Marching Bands and Parades

Who does not like a parade?  If you had asked me a couple days ago I’d say a lot of people.  In fact I was of the opinion that parades had gone out of style.  They just don’t seem like something that people are really into anymore.  I mean we have Twitter and text messages, movies and TV and a thousand other things that seem much more interesting that waiting on the side of the road to see endless numbers of floats, marching bands and who-knows-why dignitaries from who-knows-where.  Mark me as surprised on Saturday when I went to photograph the local Daffodil Festival parades and there were hundreds, if not thousands, of people along the parade routes to watch them.  I’m sure that, as an outsider, I don’t fully appreciate how big of a deal the Daffodil Festival is in this area.  Still, there were a lot of people out there at 10 a.m. on a Saturday to watch a parade.  The second parade was even more well attended – I had trouble finding a place to stand where I could take decent photos of the event. I don’t know why so many people like parades – they’re not my cup of tea and maybe that’s the point.  My own bias against parades prevents me from truly understanding why people enjoy them so very much.

The thing I noticed most during the parade was the marching bands.  Those who know me will not find that surprising.  In high school I was intensely invested in marching band.  I loved marching band – and we had a very good one, which is perhaps why I liked it so much.
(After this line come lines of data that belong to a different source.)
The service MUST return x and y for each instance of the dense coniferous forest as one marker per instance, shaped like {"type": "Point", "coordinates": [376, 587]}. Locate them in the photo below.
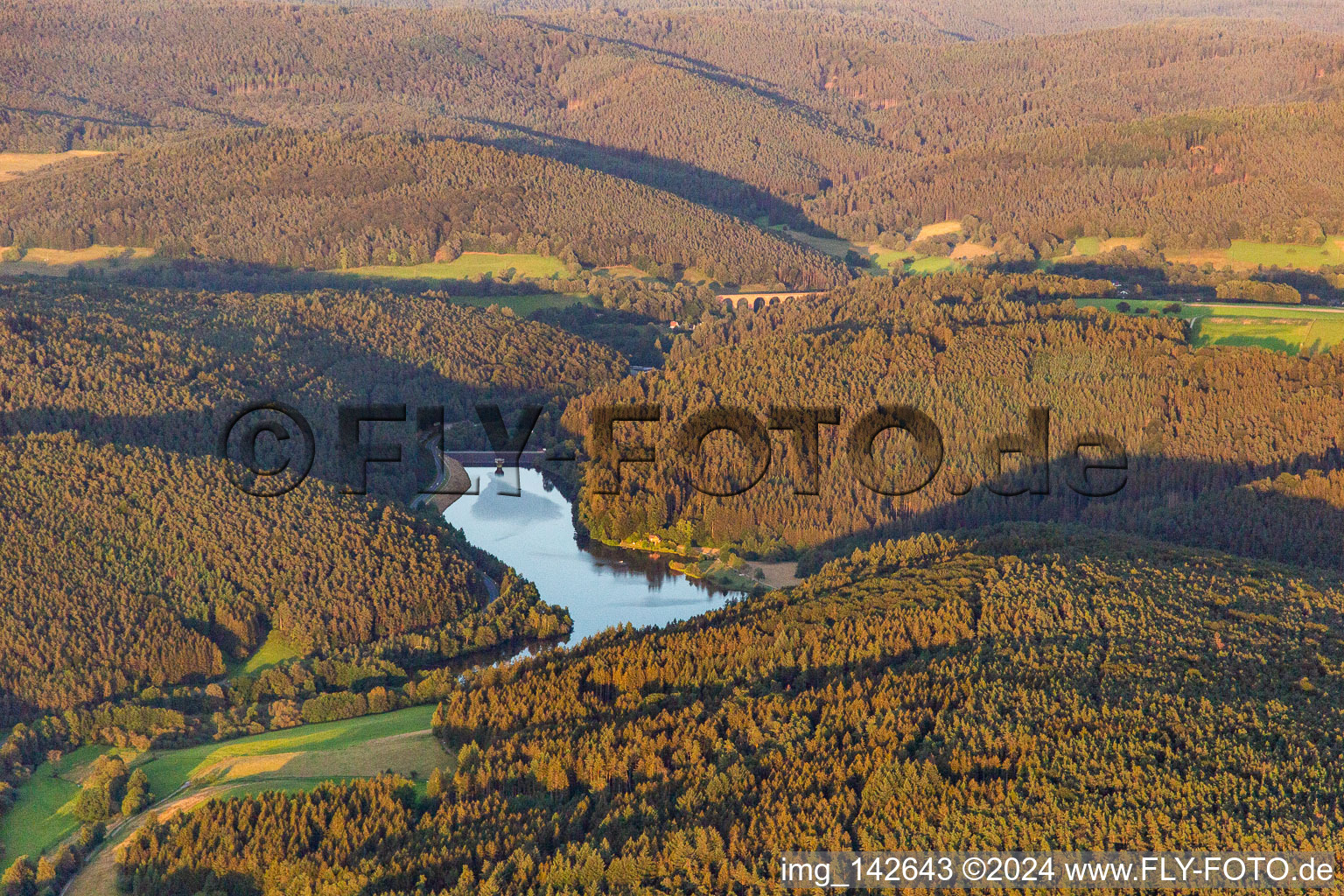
{"type": "Point", "coordinates": [976, 354]}
{"type": "Point", "coordinates": [332, 202]}
{"type": "Point", "coordinates": [1025, 688]}
{"type": "Point", "coordinates": [112, 403]}
{"type": "Point", "coordinates": [848, 124]}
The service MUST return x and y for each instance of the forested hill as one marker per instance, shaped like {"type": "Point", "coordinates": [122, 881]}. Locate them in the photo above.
{"type": "Point", "coordinates": [746, 112]}
{"type": "Point", "coordinates": [133, 562]}
{"type": "Point", "coordinates": [333, 200]}
{"type": "Point", "coordinates": [960, 19]}
{"type": "Point", "coordinates": [1025, 688]}
{"type": "Point", "coordinates": [975, 352]}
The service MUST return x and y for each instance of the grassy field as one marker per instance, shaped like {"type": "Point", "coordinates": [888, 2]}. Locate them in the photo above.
{"type": "Point", "coordinates": [938, 228]}
{"type": "Point", "coordinates": [275, 652]}
{"type": "Point", "coordinates": [1248, 254]}
{"type": "Point", "coordinates": [290, 760]}
{"type": "Point", "coordinates": [932, 265]}
{"type": "Point", "coordinates": [882, 258]}
{"type": "Point", "coordinates": [293, 760]}
{"type": "Point", "coordinates": [335, 750]}
{"type": "Point", "coordinates": [58, 261]}
{"type": "Point", "coordinates": [1085, 246]}
{"type": "Point", "coordinates": [1278, 328]}
{"type": "Point", "coordinates": [12, 164]}
{"type": "Point", "coordinates": [498, 265]}
{"type": "Point", "coordinates": [42, 817]}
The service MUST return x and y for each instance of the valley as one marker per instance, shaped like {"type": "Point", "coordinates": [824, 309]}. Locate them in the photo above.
{"type": "Point", "coordinates": [929, 419]}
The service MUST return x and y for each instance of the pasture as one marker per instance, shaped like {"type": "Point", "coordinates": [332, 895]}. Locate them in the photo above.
{"type": "Point", "coordinates": [272, 653]}
{"type": "Point", "coordinates": [1280, 328]}
{"type": "Point", "coordinates": [60, 261]}
{"type": "Point", "coordinates": [938, 228]}
{"type": "Point", "coordinates": [496, 265]}
{"type": "Point", "coordinates": [880, 260]}
{"type": "Point", "coordinates": [292, 760]}
{"type": "Point", "coordinates": [1086, 246]}
{"type": "Point", "coordinates": [15, 164]}
{"type": "Point", "coordinates": [1248, 254]}
{"type": "Point", "coordinates": [42, 817]}
{"type": "Point", "coordinates": [333, 750]}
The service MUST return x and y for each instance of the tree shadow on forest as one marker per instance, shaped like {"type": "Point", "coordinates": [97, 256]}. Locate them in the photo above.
{"type": "Point", "coordinates": [692, 183]}
{"type": "Point", "coordinates": [1179, 501]}
{"type": "Point", "coordinates": [252, 277]}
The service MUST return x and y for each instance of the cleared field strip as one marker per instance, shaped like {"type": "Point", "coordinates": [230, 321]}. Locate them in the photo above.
{"type": "Point", "coordinates": [496, 265]}
{"type": "Point", "coordinates": [15, 164]}
{"type": "Point", "coordinates": [1273, 326]}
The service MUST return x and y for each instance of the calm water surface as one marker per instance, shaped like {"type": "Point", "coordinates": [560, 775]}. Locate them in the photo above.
{"type": "Point", "coordinates": [601, 586]}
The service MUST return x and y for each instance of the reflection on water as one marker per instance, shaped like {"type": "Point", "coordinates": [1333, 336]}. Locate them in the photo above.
{"type": "Point", "coordinates": [601, 586]}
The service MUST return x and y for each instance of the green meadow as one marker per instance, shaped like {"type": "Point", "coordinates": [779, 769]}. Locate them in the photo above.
{"type": "Point", "coordinates": [932, 265]}
{"type": "Point", "coordinates": [275, 652]}
{"type": "Point", "coordinates": [1286, 254]}
{"type": "Point", "coordinates": [331, 750]}
{"type": "Point", "coordinates": [1278, 328]}
{"type": "Point", "coordinates": [293, 760]}
{"type": "Point", "coordinates": [42, 817]}
{"type": "Point", "coordinates": [498, 265]}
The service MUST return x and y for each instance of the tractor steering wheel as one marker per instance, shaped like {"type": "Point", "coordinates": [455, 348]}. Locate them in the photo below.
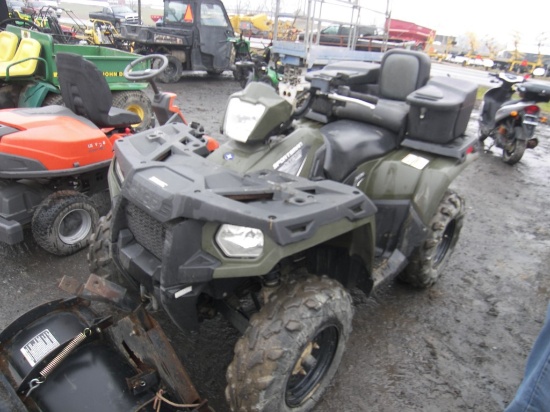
{"type": "Point", "coordinates": [147, 73]}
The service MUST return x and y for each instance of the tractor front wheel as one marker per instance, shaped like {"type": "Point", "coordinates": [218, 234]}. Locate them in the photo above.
{"type": "Point", "coordinates": [292, 348]}
{"type": "Point", "coordinates": [136, 102]}
{"type": "Point", "coordinates": [64, 221]}
{"type": "Point", "coordinates": [427, 262]}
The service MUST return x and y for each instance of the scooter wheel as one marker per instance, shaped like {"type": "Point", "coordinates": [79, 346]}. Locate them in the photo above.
{"type": "Point", "coordinates": [64, 221]}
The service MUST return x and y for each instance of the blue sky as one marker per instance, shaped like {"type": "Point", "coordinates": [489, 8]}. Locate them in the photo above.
{"type": "Point", "coordinates": [500, 19]}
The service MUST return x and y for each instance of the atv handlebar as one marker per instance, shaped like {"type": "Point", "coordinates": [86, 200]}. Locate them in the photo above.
{"type": "Point", "coordinates": [364, 97]}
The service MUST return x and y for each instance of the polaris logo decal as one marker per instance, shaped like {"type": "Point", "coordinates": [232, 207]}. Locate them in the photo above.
{"type": "Point", "coordinates": [287, 156]}
{"type": "Point", "coordinates": [415, 161]}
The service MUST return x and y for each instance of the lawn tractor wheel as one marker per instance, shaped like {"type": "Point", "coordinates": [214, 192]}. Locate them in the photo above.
{"type": "Point", "coordinates": [64, 221]}
{"type": "Point", "coordinates": [136, 102]}
{"type": "Point", "coordinates": [172, 73]}
{"type": "Point", "coordinates": [53, 99]}
{"type": "Point", "coordinates": [292, 348]}
{"type": "Point", "coordinates": [428, 261]}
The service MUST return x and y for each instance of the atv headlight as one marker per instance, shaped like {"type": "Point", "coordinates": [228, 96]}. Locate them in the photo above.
{"type": "Point", "coordinates": [241, 118]}
{"type": "Point", "coordinates": [118, 171]}
{"type": "Point", "coordinates": [240, 241]}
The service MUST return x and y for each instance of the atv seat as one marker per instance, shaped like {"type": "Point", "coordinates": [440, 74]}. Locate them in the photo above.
{"type": "Point", "coordinates": [8, 45]}
{"type": "Point", "coordinates": [86, 92]}
{"type": "Point", "coordinates": [350, 143]}
{"type": "Point", "coordinates": [401, 72]}
{"type": "Point", "coordinates": [24, 60]}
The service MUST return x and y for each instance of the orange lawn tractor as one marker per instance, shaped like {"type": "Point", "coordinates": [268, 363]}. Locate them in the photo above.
{"type": "Point", "coordinates": [54, 159]}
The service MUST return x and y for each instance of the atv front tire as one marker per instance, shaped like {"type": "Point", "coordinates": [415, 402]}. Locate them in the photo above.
{"type": "Point", "coordinates": [428, 261]}
{"type": "Point", "coordinates": [291, 349]}
{"type": "Point", "coordinates": [64, 221]}
{"type": "Point", "coordinates": [136, 102]}
{"type": "Point", "coordinates": [173, 71]}
{"type": "Point", "coordinates": [99, 256]}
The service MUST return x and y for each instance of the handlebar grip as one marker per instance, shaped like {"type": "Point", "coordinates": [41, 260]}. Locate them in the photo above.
{"type": "Point", "coordinates": [369, 98]}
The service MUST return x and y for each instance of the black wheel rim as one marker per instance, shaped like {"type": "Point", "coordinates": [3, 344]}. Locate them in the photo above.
{"type": "Point", "coordinates": [312, 365]}
{"type": "Point", "coordinates": [446, 243]}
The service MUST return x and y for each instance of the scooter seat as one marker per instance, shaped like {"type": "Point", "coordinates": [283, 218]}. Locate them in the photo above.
{"type": "Point", "coordinates": [8, 45]}
{"type": "Point", "coordinates": [350, 143]}
{"type": "Point", "coordinates": [86, 92]}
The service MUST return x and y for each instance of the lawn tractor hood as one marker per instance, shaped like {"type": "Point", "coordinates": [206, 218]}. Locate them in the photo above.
{"type": "Point", "coordinates": [36, 142]}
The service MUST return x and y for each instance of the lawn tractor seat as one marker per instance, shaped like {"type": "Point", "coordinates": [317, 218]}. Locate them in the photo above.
{"type": "Point", "coordinates": [401, 72]}
{"type": "Point", "coordinates": [8, 45]}
{"type": "Point", "coordinates": [24, 61]}
{"type": "Point", "coordinates": [86, 92]}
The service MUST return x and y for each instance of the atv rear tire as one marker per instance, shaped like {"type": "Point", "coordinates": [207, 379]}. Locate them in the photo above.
{"type": "Point", "coordinates": [99, 256]}
{"type": "Point", "coordinates": [136, 102]}
{"type": "Point", "coordinates": [291, 349]}
{"type": "Point", "coordinates": [428, 261]}
{"type": "Point", "coordinates": [172, 73]}
{"type": "Point", "coordinates": [64, 221]}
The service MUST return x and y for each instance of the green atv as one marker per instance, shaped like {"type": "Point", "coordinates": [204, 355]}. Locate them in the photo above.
{"type": "Point", "coordinates": [275, 226]}
{"type": "Point", "coordinates": [38, 86]}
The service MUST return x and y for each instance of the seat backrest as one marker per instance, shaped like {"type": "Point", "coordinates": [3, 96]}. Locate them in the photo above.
{"type": "Point", "coordinates": [83, 87]}
{"type": "Point", "coordinates": [402, 72]}
{"type": "Point", "coordinates": [28, 48]}
{"type": "Point", "coordinates": [8, 45]}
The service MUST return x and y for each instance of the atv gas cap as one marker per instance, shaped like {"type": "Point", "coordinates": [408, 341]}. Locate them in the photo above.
{"type": "Point", "coordinates": [255, 113]}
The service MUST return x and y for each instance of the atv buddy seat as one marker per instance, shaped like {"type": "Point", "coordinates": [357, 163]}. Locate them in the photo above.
{"type": "Point", "coordinates": [86, 92]}
{"type": "Point", "coordinates": [351, 143]}
{"type": "Point", "coordinates": [8, 45]}
{"type": "Point", "coordinates": [401, 73]}
{"type": "Point", "coordinates": [24, 61]}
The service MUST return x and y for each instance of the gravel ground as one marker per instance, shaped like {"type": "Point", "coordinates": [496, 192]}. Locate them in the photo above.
{"type": "Point", "coordinates": [460, 346]}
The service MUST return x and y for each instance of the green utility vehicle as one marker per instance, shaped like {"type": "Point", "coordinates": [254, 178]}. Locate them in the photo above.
{"type": "Point", "coordinates": [29, 77]}
{"type": "Point", "coordinates": [274, 227]}
{"type": "Point", "coordinates": [193, 34]}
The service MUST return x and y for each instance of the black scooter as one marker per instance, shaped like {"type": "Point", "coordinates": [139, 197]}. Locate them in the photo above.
{"type": "Point", "coordinates": [511, 123]}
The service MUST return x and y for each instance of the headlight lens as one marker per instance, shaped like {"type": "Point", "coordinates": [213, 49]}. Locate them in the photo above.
{"type": "Point", "coordinates": [240, 241]}
{"type": "Point", "coordinates": [241, 118]}
{"type": "Point", "coordinates": [166, 39]}
{"type": "Point", "coordinates": [118, 171]}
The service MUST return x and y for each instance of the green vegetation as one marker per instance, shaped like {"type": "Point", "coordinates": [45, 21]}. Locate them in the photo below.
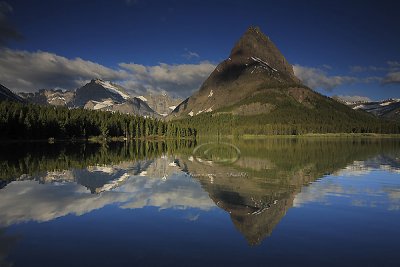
{"type": "Point", "coordinates": [28, 121]}
{"type": "Point", "coordinates": [290, 115]}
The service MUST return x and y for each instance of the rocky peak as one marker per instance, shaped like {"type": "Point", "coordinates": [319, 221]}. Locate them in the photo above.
{"type": "Point", "coordinates": [254, 45]}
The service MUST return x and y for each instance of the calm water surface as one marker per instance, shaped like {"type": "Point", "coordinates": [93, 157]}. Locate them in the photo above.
{"type": "Point", "coordinates": [271, 202]}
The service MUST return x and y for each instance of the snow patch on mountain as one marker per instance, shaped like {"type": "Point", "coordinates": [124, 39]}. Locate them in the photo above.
{"type": "Point", "coordinates": [114, 89]}
{"type": "Point", "coordinates": [142, 98]}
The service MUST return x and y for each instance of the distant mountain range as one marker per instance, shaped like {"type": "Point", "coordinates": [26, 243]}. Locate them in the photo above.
{"type": "Point", "coordinates": [6, 94]}
{"type": "Point", "coordinates": [255, 86]}
{"type": "Point", "coordinates": [388, 109]}
{"type": "Point", "coordinates": [255, 91]}
{"type": "Point", "coordinates": [104, 95]}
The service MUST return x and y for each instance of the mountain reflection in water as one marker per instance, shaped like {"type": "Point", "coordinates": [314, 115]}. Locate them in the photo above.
{"type": "Point", "coordinates": [255, 181]}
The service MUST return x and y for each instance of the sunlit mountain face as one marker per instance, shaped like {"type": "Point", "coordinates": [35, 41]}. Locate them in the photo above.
{"type": "Point", "coordinates": [251, 190]}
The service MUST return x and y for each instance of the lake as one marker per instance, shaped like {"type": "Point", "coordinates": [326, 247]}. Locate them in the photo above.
{"type": "Point", "coordinates": [265, 202]}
We were good and by and large our band took great pride in looking and being the best we could be.  The thing about the bands on Saturday that I noticed was how crappy most of them looked.  Sure there were a few that had obviously practiced and knew what they were doing, but there were so many of them that just looked sloppy.  I know that band uniforms are expensive and maybe unduly so, but is it so hard to have your band dress the same.  How hard is it to get the whole band to wear a particular color polo shirt and black slacks, shoes AND socks. We had this one kid in my high school band – Kenny – who somehow never figured out that he needed to wear black socks (and not the white ones he would always bring) with our black pants and shoes.  Nonetheless, just this one thing – dressing the same – would have improved the look of the bands by a factor of ten. The other thing was just how bad they actually played their music.  I have never been a master musician – like most things in my life my musical ability excels in the realm of theory – but I always did my best to sound good or at least not bad. Do these bands not practice at all? At this point it would be pretty easy to get into a discussion about arts funding at schools – which is at far lower levels in most school districts than it should be – but that’s not the point of this particular post. This is more about self-respect. Whenever I know that I’m presenting myself in public, be it an announcement at church, a full on sermon or addressing my co-workers about some tech thing in the office – I always try to make sure I look and sound my best.  Partially this is because I don’t want to make a complete butt of myself, but its also about presenting things in a way that they are appreciated and welcomed.  I just got the feeling on Saturday that a lot of these kids didn’t care about what anybody thought of themselves or their bands.  It was sad for me.  But, like I said there were a few bands that had it together and that brought me great joy.

The other thing I noticed – and this is completely shallow – is that a lot of these kids looked like dorks – for lack of a better word.  I know there is the stereotype of the band geek, and heaven knows I was one of them.  It seemed like well over 50% of the kids in several of these bands were the anti-social, live in my parents basement playing D&D types.  It just seemed strange to me because when I was in band I felt like there was a good percentage of our band that was part of the social fabric of our school.  Several of us had received varsity letters in sports.  We had the valedictorian in the band and I believe we even had some student council members.  Sure there were a few people in the band who were ‘socially awkward’, but by and large we were a pretty well adjusted group. Maybe there is something different up here in Washington that we didn’t have in Maine.  I don’t know, it just seemed odd to me. And perhaps my high school band that I keep comparing everything to was the odd one and these bands were the normal ones.  Who knows.  I do know that the most important thing to come out of my day at the parades was the warmth of cherished memories of high school and some great friends from band.